C:\Users\sab24\Downloads\remill\build5>

sab24 avatar Apr 18 '20 12:04 sab24

I get

 error LNK2001: unresolved external symbol ___mcsema_attach_call

but the mcsema libraries don't compile on windows? Also this file has not been changed for three years, is there an alternative?

sab24 avatar Apr 18 '20 16:04 sab24

Also do I need to link to remill? It is compiled to 64 bit but this application I am trying to recompile uses 32bit

 Creating library f.lib and object f.exp
f.o : error LNK2019: unresolved external symbol ___remill_missing_block referenced in function _sub_b294e0
f.o : error LNK2019: unresolved external symbol ___remill_atomic_begin referenced in function _sub_bc0008
f.o : error LNK2019: unresolved external symbol ___remill_atomic_end referenced in function _sub_bc0008
f.o : error LNK2019: unresolved external symbol ___remill_function_call referenced in function _sub_bc0008
f.o : error LNK2019: unresolved external symbol ___remill_jump referenced in function _sub_bc0008
f.o : error LNK2019: unresolved external symbol ___remill_fpu_exception_test_and_clear referenced in function _sub_69f4d0
f.o : error LNK2019: unresolved external symbol ___remill_error referenced in function _sub_720010
f.o : error LNK2019: unresolved external symbol ___remill_async_hyper_call referenced in function _sub_695a40
f.o : error LNK2019: unresolved external symbol ___remill_compare_exchange_memory_32 referenced in function _sub_7474b0
f.o : error LNK2019: unresolved external symbol ___remill_sync_hyper_call referenced in function _sub_af7ff0
f.o : error LNK2019: unresolved external symbol ___remill_compare_exchange_memory_64 referenced in function _sub_55c410
f.o : error LNK2001: unresolved external symbol ___mcsema_attach_call
libcmt.lib(exe_winmain.obj) : error LNK2019: unresolved external symbol _WinMain@16 referenced in function "int __cdecl __scrt_common_main_seh(void)" (?__scrt_common_main_seh@@YAHXZ)
f.o.exe : fatal error LNK1120: 13 unresolved externals
clang: error: linker command failed with exit code 1120 (use -v to see invocation)
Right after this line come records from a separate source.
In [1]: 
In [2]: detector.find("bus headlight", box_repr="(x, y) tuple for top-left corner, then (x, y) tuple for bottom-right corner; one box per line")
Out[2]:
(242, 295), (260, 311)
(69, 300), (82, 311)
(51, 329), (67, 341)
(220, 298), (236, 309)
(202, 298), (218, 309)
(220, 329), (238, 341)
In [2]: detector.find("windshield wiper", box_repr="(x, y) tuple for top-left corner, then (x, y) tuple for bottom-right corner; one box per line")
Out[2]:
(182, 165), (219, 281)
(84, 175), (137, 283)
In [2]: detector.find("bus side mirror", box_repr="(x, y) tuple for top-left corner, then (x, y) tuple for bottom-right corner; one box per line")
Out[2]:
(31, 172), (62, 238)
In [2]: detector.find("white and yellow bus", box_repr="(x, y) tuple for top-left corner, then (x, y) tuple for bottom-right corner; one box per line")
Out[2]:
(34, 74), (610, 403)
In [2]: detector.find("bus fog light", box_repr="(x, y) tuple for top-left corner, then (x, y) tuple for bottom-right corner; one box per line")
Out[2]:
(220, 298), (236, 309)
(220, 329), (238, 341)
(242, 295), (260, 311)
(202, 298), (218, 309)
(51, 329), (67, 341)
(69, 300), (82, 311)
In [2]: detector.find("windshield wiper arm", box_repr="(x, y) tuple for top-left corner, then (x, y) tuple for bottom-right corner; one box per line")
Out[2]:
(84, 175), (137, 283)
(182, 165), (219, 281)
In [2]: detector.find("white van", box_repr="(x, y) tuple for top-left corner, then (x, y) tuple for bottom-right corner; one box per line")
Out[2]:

sab24 avatar Apr 18 '20 18:04 sab24

Recompiled everything to 32 bit, makes no difference. It turns out that in the remill.lib there are no definitions to the symbols:

| |||| ||   0x00001ca6     .string "__remill_atomic_begin" ; len=22    ; [35] -r-- section size 22 named .rdata_35
|  ||||||   ;-- str.remill_atomic_end:
|  ||||||   ;-- section..rdata_36:
|  ||||||   ;-- ??_C@_0BE@LEIBMLCO@__remill_atomic_end?$AA@:

So they are just empty. Enabling Windows runtime library turns out to be impossible as the code is unmaintained for three years. Also the newer version only supports linux, as the arch/os directory only contains linux.

sab24 avatar Apr 19 '20 18:04 sab24

Yeah, we don't have a runtime made for windows just yet. One can be made by copying the definitions of those missing functions from remill/tests/X86/Run.cpp.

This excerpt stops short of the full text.